What I found interesting about the dreamlike L'immortelle, aside from its evocative cinematography, was its innovative soundtrack, which at first listen might seem chaotic, but the various sound effects reflect those experiences when one incorporates external sounds into their dreams, and thus those sounds influence the course, emotional state, and, in the case of the dogs, the fate of the dream.
A dense mental labyrinth of self-loathing and destructive l'amour fou. It may also be a ghost story. The shock edits, the discord between sound and image, and image against image, tell us there is an unspoken code of violence being perpetrated in stillness and silence - it's beautiful stuff.
four stars for white gaze.
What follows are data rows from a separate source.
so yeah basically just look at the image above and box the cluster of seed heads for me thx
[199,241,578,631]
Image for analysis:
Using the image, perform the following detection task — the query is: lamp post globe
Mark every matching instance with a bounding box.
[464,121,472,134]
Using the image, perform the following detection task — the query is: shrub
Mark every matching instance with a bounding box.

But amazing film, beautiful still shots. Kudos to Mubi curation, this film is right on time and yes it feels like history is repeating itself in a way. A story of a man; a tourist, a frenchman, a white man, caught in the time-warped-peaceful zones (that all whiteness must live in in), right up against the edge of his teetering reality. Damsel straddles the line of his reality and the Others
L'Immortelle creates an atmosphere of mystery. Beautifully shot in black and white, the film's character delves into the territory of dream and memory, as captured by the powerful performance of the Mysterious Woman. While decidedly slow, the sharply framed shots and the surreal character of the movie's repeated and recontextualized elements give both ambiguity and interpretation to this interesting work.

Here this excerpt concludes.